When it comes to securing your economic future, it’s important to select the right financial advisor. No matter how educated or market savvy you are, professional financial advice can be invaluable when your finances grow to a level that creates more complexity, or when you may not have the time, energy or desire to manage your finances.
When you do decide it’s time to seek a financial advisor, there's more to selecting the best professional for your situation than scouring the internet, reading a few dozen reviews, or taking recommendations from knowledgeable friends. There is no single 'right' sort of financial advisor. Everyone has different financial goals, needs, and circumstances. The right financial advisor for you is the one that takes these individualized factors into consideration and helps you to meet your goals.
Here are the steps you can take to select a financial advisor:
Look at Their Credentials
You’ll want to first decide what type of help you are looking for. Is it for a one-time issue (i.e. purchasing life insurance or putting together a buy sell agreement for a business) or are you looking for longer term guidance and a relationship (retirement planning and tax strategies)? When you know the type of financial guidance you need, you can then narrow down your choices to the appropriate professionals.
Interestingly, and perhaps a bit alarming, there is no standard for using the title of financial advisor. Just about anyone can hang up a sign that says they're a financial advisor, but that doesn’t guarantee any sort of real expertise. And despite the financial industry’s and our government’s talk of change, “Should the SEC regulate the ‘advisor’ title?” we are probably still far from any official regulation for the financial advisor title.
That being said, the credentials that a purported financial professional has will tell you plenty about their qualifications to meet your financial needs.
A financial advisor can have several certifications. CFP®, CFA, and CPA may be a few that look most familiar. Knowing what these letters mean will help guide you in your selection process. If you are looking for specific tax advice, a Certified Public Accountant (CPA) is a credential you will want to see. If you are looking for holistic financial advice, I recommend you make the CFP® (CERTIFIED FINANCIAL PLANNER™) designation a non-negotiable criterion for your selection. . The CFP® certification requires the highest fiduciary standard, not to mention several years of financial planning experience, extensive coursework and the passing of a comprehensive exam. For a full list of financial designations and their definitions, visit the FINRA website.

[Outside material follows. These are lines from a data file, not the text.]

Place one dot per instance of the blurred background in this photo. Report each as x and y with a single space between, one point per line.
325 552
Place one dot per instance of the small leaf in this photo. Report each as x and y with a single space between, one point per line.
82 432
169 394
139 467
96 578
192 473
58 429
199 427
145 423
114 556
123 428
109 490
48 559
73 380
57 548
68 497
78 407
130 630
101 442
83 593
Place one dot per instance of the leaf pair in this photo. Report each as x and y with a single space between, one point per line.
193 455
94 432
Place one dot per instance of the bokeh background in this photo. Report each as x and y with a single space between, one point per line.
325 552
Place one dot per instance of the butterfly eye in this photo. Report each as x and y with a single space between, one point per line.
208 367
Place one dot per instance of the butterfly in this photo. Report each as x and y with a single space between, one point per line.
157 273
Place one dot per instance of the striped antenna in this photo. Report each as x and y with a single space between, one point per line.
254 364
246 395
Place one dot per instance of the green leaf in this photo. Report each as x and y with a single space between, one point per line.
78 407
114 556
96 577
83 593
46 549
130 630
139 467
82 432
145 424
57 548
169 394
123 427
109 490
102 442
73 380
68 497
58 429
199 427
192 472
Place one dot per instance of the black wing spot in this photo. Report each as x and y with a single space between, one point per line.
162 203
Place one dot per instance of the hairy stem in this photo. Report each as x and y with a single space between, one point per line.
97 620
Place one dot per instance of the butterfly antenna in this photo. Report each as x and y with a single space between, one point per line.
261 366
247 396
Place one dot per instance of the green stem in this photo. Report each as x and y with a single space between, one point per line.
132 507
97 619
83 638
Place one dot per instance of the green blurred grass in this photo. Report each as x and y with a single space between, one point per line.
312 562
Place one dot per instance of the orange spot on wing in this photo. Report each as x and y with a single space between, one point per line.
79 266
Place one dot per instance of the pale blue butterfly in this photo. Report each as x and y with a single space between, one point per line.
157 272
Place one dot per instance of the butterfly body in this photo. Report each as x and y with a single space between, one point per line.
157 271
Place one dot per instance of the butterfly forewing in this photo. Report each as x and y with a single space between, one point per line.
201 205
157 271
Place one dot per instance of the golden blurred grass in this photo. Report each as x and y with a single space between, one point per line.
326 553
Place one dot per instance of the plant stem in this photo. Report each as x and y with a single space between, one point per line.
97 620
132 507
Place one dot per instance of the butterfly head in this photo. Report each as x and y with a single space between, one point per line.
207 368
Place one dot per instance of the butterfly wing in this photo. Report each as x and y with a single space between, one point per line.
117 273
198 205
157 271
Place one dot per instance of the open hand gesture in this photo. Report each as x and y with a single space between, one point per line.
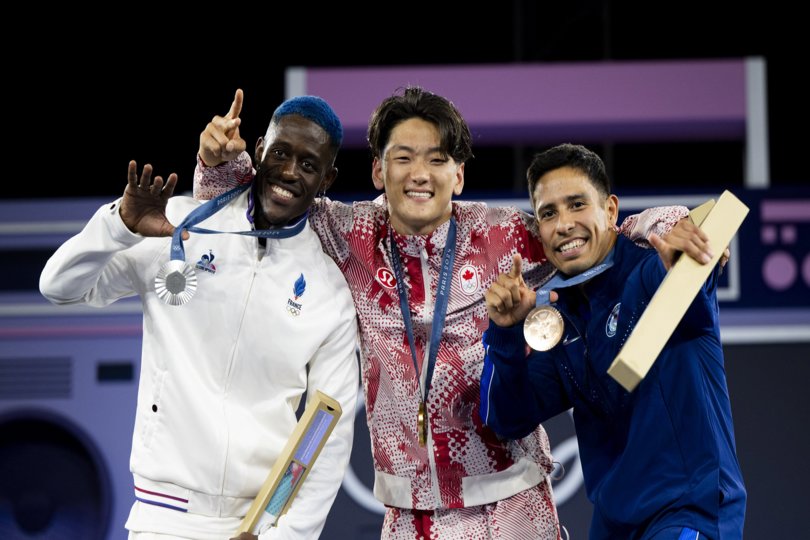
143 208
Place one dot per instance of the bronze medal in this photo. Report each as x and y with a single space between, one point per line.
421 424
176 282
543 328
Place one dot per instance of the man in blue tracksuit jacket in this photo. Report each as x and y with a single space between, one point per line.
659 462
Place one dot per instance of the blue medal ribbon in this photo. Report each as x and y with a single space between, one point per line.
440 307
561 282
208 209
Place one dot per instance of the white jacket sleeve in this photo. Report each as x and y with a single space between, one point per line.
89 268
334 371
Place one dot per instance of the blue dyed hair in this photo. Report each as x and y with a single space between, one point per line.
315 109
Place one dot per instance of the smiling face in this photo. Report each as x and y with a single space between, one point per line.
419 179
296 162
577 222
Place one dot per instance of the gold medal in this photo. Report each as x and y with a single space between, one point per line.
543 328
176 282
421 424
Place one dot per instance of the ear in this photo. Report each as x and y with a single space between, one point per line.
259 151
377 175
328 179
459 187
612 209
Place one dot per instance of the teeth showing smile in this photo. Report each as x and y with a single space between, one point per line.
281 192
571 245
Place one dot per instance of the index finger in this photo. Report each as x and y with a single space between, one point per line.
517 266
236 106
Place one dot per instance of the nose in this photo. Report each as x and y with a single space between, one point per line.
420 171
289 169
565 222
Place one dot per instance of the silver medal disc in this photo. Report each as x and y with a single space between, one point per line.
176 282
543 328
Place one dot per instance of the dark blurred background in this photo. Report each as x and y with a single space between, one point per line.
88 97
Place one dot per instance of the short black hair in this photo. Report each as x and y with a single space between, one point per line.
568 155
415 102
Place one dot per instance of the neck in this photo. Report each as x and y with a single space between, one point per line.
423 229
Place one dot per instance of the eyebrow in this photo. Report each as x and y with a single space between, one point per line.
569 199
412 150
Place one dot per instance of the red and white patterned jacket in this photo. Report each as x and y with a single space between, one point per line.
464 463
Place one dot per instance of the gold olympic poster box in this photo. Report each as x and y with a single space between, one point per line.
720 221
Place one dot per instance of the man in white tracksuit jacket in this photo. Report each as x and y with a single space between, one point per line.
223 374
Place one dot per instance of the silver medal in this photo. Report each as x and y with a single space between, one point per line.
176 282
543 328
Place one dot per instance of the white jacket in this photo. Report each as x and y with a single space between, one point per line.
222 376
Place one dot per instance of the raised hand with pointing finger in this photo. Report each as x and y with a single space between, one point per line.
220 141
508 299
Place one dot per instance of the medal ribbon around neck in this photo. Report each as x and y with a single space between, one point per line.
544 325
176 281
439 312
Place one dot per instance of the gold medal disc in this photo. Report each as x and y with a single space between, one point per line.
543 328
421 424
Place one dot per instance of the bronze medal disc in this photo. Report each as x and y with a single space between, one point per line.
543 328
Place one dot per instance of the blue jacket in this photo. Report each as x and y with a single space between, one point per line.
661 456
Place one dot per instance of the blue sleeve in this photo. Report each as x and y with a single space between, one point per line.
702 312
517 392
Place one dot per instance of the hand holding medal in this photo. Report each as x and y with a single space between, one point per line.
143 211
510 301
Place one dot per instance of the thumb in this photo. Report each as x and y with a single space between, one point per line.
656 242
517 266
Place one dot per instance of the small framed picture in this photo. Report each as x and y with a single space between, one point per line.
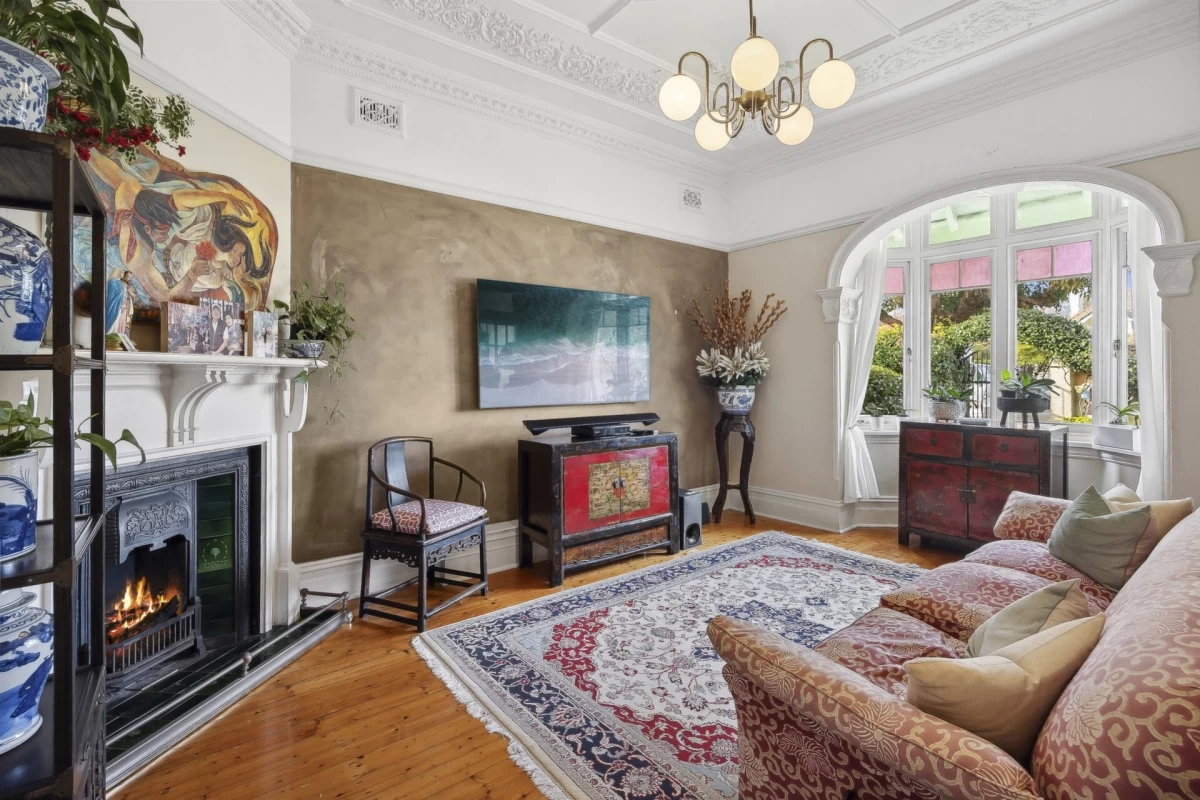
225 320
263 334
184 329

Choosing the Right Type of Financial Advisor
There are many different ways to categorize different types of financial advisors, but there are two distinctions that every investor should know about and understand fully.
Fiduciary or Not
Some financial advisors are fiduciaries and others are not. It is generally recommended to choose a fiduciary for your overall investment management needs, because they are legally bound to place your interests above their own. [Related content: Why You Should Choose a Fiduciary as a Financial Advisor]. However, it may be ok to work with a non-fiduciary in certain situations. For example, if you just needed life insurance, you could go to an insurance agent who is licensed to sell you the financial product you need, but who is not obligated the same way other financial professionals are to meet the highest standard of care.
The second level of distinction is based on how a financial advisor is paid. In general, there are three types of financial advisory fee schedules: commission-based, fee-based, and fee-only. You can take a closer look at these three types of compensation models in this recently published article in Kiplinger: Your Financial Adviser Charges What? Understand the Value of Advice. If you seek a longer-term relationship and advice, I recommend a fee-only advisor. Fee-only advisors adhere to fiduciary standards and are paid either through hourly rates, flat rates, or as a percentage of the assets they manage.
Find a Financial Advisor that Fits
This is probably the most important step of them all. By taking the steps we've discussed, you've already gone a long way towards locating the proper fit, but there are a few additional factors to take into consideration.
Trust: You need an advisor that you're comfortable with. In my opinion, it’s impossible to trust someone after only meeting them once or twice, but you need to have a good gut feeling and get along with them from the start.
Long-Term Vision and Value: Just as importantly, the right financial advisor understands the vision you have for your financial future and is willing to help you work toward it. This does not mean that the right financial advisor is the one who signs off on your every whim. In fact, the opposite situation is often preferable.
Objective: The right financial advisor will always tell you the truth about your decisions, whether it's what you want to hear or not.
With the sheer amount of information available out there, it's easy to get overwhelmed and put off the important decision of choosing a financial advisor. Unfortunately, this isn't a decision you should wait too long to make. Hopefully, what you've read here will eliminate some of the worry and hesitation that comes with excessive information. But don't be in a hurry either. By following these steps and practicing your due diligence, you'll find an advisor that can help you achieve your personal goals.